Alona sampai berpikir dalam hati, apa yang sebenarnya membuatnya harus terus bertemu dengan cowok yang mulai tidak dia sukai itu. Penampilan yang tidak rapi, semangat belajar rendah, dan satu lagi dari setiap barang yang Altharazka gunakan sudah mencerminkan bahwa cowok itu adalah anggota geng motor.


"Katamu kamu ingin kuliah tanpa merepotkan orang tua," kata Papa Allister sekarang.


"Itu benar sih, Om," balas Alona dengan lirih.


"Ya sudah, bantulah Razka belajar. Tidak muluk-muluk targetnya. Nilainya yang seperti kebakaran hutan bisa menjadi angka tujuh saja sudah baik," balas Papa Allister.


Lagi, Alona berpikir benarkan nilai yang didapatkan Altharazka selalu merah. Itu berarti kurang dari batas nilai minimum di sekolah. Apakah Altharazka memang tidak sepandai itu, sampai nilainya merah semua?


"Baiklah, Om," jawab Alona.


Papa Allister tersenyum, "Ya sudah. Sana belajar. Enggak lama-lama kok, cuma 90 menit," katanya.


"Usai itu, Razka bisa mendapatkan kunci motor, Pa?" tanyanya tanpa melihat wajah Papanya.


"Tergantung keseriusan kamu belajar," balas Papa Allister.

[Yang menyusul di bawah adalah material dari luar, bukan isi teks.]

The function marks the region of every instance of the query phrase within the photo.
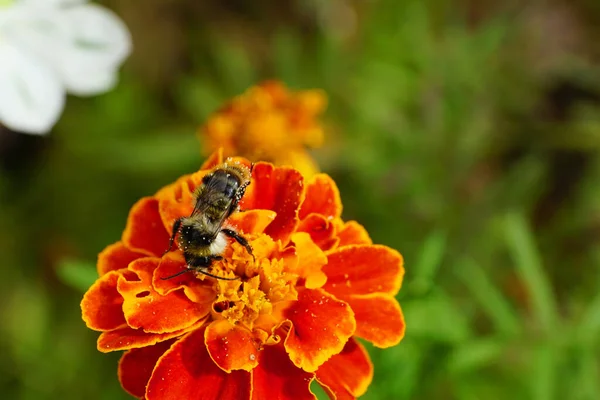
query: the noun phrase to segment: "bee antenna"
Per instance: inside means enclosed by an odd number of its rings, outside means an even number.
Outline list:
[[[186,269],[184,269],[184,270],[182,270],[182,271],[179,271],[179,272],[178,272],[178,273],[176,273],[175,275],[171,275],[171,276],[168,276],[168,277],[166,277],[166,278],[160,278],[160,279],[161,279],[162,281],[168,281],[169,279],[177,278],[179,275],[183,275],[183,274],[185,274],[186,272],[190,272],[190,271],[193,271],[193,269],[191,269],[191,268],[186,268]]]

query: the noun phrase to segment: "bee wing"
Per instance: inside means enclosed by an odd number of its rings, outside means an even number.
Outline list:
[[[196,204],[190,216],[196,216],[200,214],[210,214],[211,220],[215,226],[221,226],[227,218],[227,212],[220,213],[220,215],[214,215],[214,209],[209,210],[216,202],[223,200],[223,188],[222,183],[217,181],[208,181],[198,188],[196,193]],[[207,212],[208,211],[208,212]]]

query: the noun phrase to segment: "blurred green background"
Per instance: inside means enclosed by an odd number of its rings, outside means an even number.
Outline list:
[[[405,257],[407,334],[364,399],[600,399],[600,2],[101,3],[134,40],[117,88],[0,131],[2,398],[128,398],[80,317],[96,255],[277,78],[327,91],[313,155]]]

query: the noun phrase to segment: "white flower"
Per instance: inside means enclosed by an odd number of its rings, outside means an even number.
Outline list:
[[[66,92],[108,91],[130,51],[123,22],[87,0],[0,0],[0,124],[47,133]]]

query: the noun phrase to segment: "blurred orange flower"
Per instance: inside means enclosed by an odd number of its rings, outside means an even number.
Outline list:
[[[327,97],[321,90],[290,92],[267,81],[235,97],[200,129],[206,155],[223,148],[225,157],[290,165],[309,177],[318,172],[307,147],[320,147],[323,127],[317,117]]]
[[[341,219],[333,180],[304,183],[289,167],[259,162],[227,224],[237,242],[210,272],[185,273],[168,247],[173,222],[190,214],[202,178],[223,160],[138,201],[121,240],[98,258],[100,278],[84,295],[83,320],[101,331],[98,350],[127,350],[119,379],[138,398],[315,399],[313,380],[335,399],[362,395],[373,366],[361,337],[378,347],[400,342],[404,318],[394,298],[401,255],[374,245]],[[238,162],[248,163],[243,159]]]

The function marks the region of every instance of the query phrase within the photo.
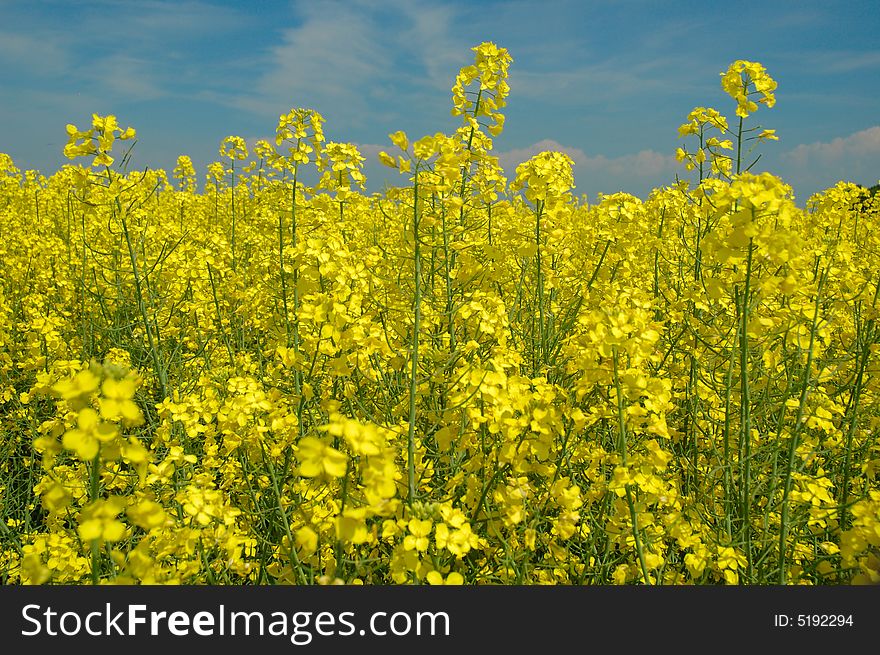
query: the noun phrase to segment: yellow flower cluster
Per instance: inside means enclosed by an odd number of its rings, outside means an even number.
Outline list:
[[[201,191],[114,167],[112,116],[89,167],[0,155],[2,582],[880,581],[880,197],[748,172],[746,61],[692,183],[508,184],[512,59],[473,52],[382,194],[310,109]]]
[[[766,69],[754,61],[738,60],[721,74],[721,88],[736,100],[736,115],[748,118],[758,109],[751,96],[760,95],[758,99],[763,105],[772,107],[776,104],[776,80],[767,74]]]
[[[136,136],[134,128],[124,130],[119,127],[115,116],[99,116],[92,114],[92,127],[80,130],[76,125],[67,126],[67,145],[64,155],[69,159],[95,155],[92,166],[112,166],[113,157],[110,151],[116,139],[126,141]]]

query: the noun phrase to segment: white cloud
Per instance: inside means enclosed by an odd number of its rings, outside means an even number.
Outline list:
[[[360,151],[361,156],[367,160],[368,164],[375,163],[379,160],[379,153],[381,151],[385,151],[391,153],[394,151],[394,146],[391,144],[388,145],[380,145],[377,143],[356,143],[358,151]]]
[[[783,179],[802,198],[838,181],[865,186],[880,176],[880,125],[831,141],[804,143],[780,155]]]
[[[656,150],[642,150],[631,155],[606,157],[605,155],[588,155],[580,148],[565,146],[553,139],[544,139],[527,148],[508,150],[497,153],[501,167],[513,175],[517,165],[527,161],[540,152],[563,152],[571,157],[575,171],[586,170],[591,173],[603,172],[614,175],[632,175],[635,177],[657,177],[672,175],[678,162],[671,155],[664,155]]]
[[[537,143],[533,143],[527,148],[517,148],[514,150],[508,150],[506,152],[496,152],[495,155],[498,157],[498,163],[501,165],[501,168],[503,168],[507,175],[512,178],[516,173],[517,166],[542,152],[565,153],[566,155],[571,157],[571,160],[575,163],[576,166],[583,165],[589,162],[589,157],[580,148],[564,146],[558,141],[554,141],[553,139],[544,139],[542,141],[538,141]]]
[[[518,164],[544,151],[563,152],[574,162],[574,177],[579,193],[614,193],[626,191],[646,196],[651,189],[673,182],[681,165],[672,155],[656,150],[641,150],[629,155],[607,157],[589,155],[580,148],[566,146],[553,139],[544,139],[527,148],[498,152],[498,161],[510,179]]]
[[[832,141],[801,144],[782,155],[795,166],[838,163],[849,158],[880,156],[880,125]]]
[[[592,170],[607,170],[615,174],[629,174],[636,177],[656,177],[672,175],[679,163],[672,155],[664,155],[656,150],[640,150],[632,155],[621,157],[590,157],[587,166]]]

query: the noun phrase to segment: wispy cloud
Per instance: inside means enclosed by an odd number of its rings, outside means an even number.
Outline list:
[[[467,47],[456,8],[427,2],[328,1],[298,7],[240,94],[214,97],[263,116],[310,107],[349,126],[391,120],[438,91],[448,93]]]
[[[234,5],[198,0],[90,0],[79,4],[79,29],[73,31],[73,37],[119,52],[141,53],[156,44],[185,46],[205,36],[221,38],[256,22]]]
[[[352,90],[382,77],[390,67],[388,55],[368,23],[333,12],[309,13],[301,27],[285,30],[282,42],[271,48],[271,68],[256,84],[258,95],[241,98],[242,106],[257,111],[271,106],[280,113],[290,103],[307,105],[307,98],[318,96],[345,102],[353,111],[362,108],[363,99]]]
[[[462,65],[462,57],[469,54],[468,47],[475,45],[456,35],[455,9],[410,0],[398,0],[396,6],[409,23],[409,27],[400,32],[399,44],[417,46],[413,48],[412,56],[418,68],[424,71],[431,86],[448,90]]]
[[[838,50],[814,52],[804,57],[815,72],[834,74],[880,70],[880,51]]]
[[[718,73],[746,58],[779,80],[780,120],[768,126],[790,139],[760,165],[804,194],[841,178],[872,183],[873,7],[807,4],[768,3],[731,40],[719,34],[749,6],[742,0],[716,15],[647,0],[545,0],[537,10],[530,0],[0,0],[0,149],[55,167],[43,153],[60,152],[66,122],[117,112],[138,129],[145,164],[187,152],[198,165],[226,134],[271,133],[279,114],[311,107],[328,139],[364,144],[368,177],[396,179],[375,161],[393,151],[387,134],[455,129],[454,76],[488,40],[513,57],[496,140],[509,176],[557,149],[576,163],[578,193],[669,184],[682,173],[676,125],[695,105],[728,113]],[[803,145],[783,156],[787,143]]]
[[[118,3],[111,3],[118,6]],[[192,38],[240,29],[248,21],[234,7],[217,3],[176,0],[141,0],[127,5],[127,22],[133,35]]]
[[[213,42],[210,55],[198,48],[255,22],[236,8],[194,0],[90,0],[75,7],[61,4],[44,20],[16,7],[8,14],[4,18],[18,29],[10,31],[8,22],[0,31],[5,69],[0,77],[20,71],[33,85],[63,76],[53,83],[87,87],[96,98],[135,101],[155,99],[182,84],[188,84],[186,95],[197,95],[210,77],[204,73],[222,70]]]
[[[699,65],[698,65],[699,66]],[[564,106],[608,106],[633,98],[690,93],[699,97],[707,82],[715,82],[717,72],[703,64],[702,72],[693,72],[693,64],[679,56],[642,60],[612,58],[588,66],[572,68],[560,62],[558,69],[513,69],[511,93],[517,98],[540,100]],[[682,70],[688,70],[683,76]]]
[[[0,32],[0,62],[38,76],[61,75],[70,65],[70,54],[58,39]]]
[[[126,100],[154,100],[166,94],[155,64],[145,59],[106,57],[92,63],[89,75],[105,92]]]

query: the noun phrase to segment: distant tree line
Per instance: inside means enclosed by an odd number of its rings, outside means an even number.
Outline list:
[[[871,211],[876,210],[878,208],[878,204],[880,204],[880,182],[871,187],[863,187],[861,184],[859,185],[861,188],[861,193],[859,194],[859,198],[853,202],[853,209],[856,211]]]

Ah, rasanya Razka kian kesal. Daripada disuruh belajar, lebih baik disuruh lari maraton di Monas. Namun, demi mendapatkan kembali kunci sepeda motornya Razka harus mengikuti perintah Papa.


"Kamu mau belajar apa, Al?" tanya Alona.


"Bukan begitu, kalau loe kesulitan di mata pelajaran tertentu, gue akan nolong," balas Alona.


"Terserah loe deh, yang penting 90 menit ini segera berlalu. Bosen gue, cuma lihat loe sepanjang minggu," balas Altharazka.


"Emang loe aja yang bosen. Gue juga bosen," balas Alona dengan kesal.


Hingga akhirnya, Alona mengeluarkan tugas Bahasa Inggris. Dia sangat yakin bahwa Altharazka pastilah belum mengerjakan tugas dari Bu Heny. Jadi, lebih baik membiarkan Altharazka mengerjakan tugas itu terlebih dahulu.


"Loe kerjakan ini dulu, Al. Nanti biar gue cek. Kalau ada pertanyaan langsung tanya aja," balas Alona.


Melihat tugas bahasa Inggris itu saja, sudah membuat Altharazka kesal. Namun, Senin nanti memang tugas itu harus segera dikumpulkan. Sementara Altharazka memang belum mengerjakan sama sekali.


"Gimana loe aja yang kerjakan, Al. Gue bisa kasih loe bayaran lebih," balas Altharazka.


Mendengar apa yang dikatakan Altharazka, Alona menjadi sangat kesal. Niatnya adalah membantu Altharazka belajar dan meningkatkan nilainya. Akan tetapi, Altharazka justru menawarkan supaya Alona yang mengerjakan saja dan nanti dia akan membayar Alona.


"Gue memang butuh uang, Al ..., tapi bukan kayak gini cara loe. Hargai orang lain, Al. Tidak semua hal bisa loe beli dengan uang loe," balas Alona.


Usai itu, Alona duduk beringsut dan menjauh. Membiarkan Altharazka mengerjakan terlebih dahulu. Sementara Alona memilih diam karena dia kesal dengan Altharazka.


Ketika Alona diam, di sana Altharazka barulah mengerjakan tugasnya. Jujur saja mendengar jawaban Alona barusan membuat Altharazka merasa bersalah. Akan tetapi, Altharazka enggan meminta maaf. Praktis, di ruang tamu untuk belajar itu menjadi begitu tenang. Baik Alona dan Altharazka tidak ada yang membuka percakapan terlebih dahulu.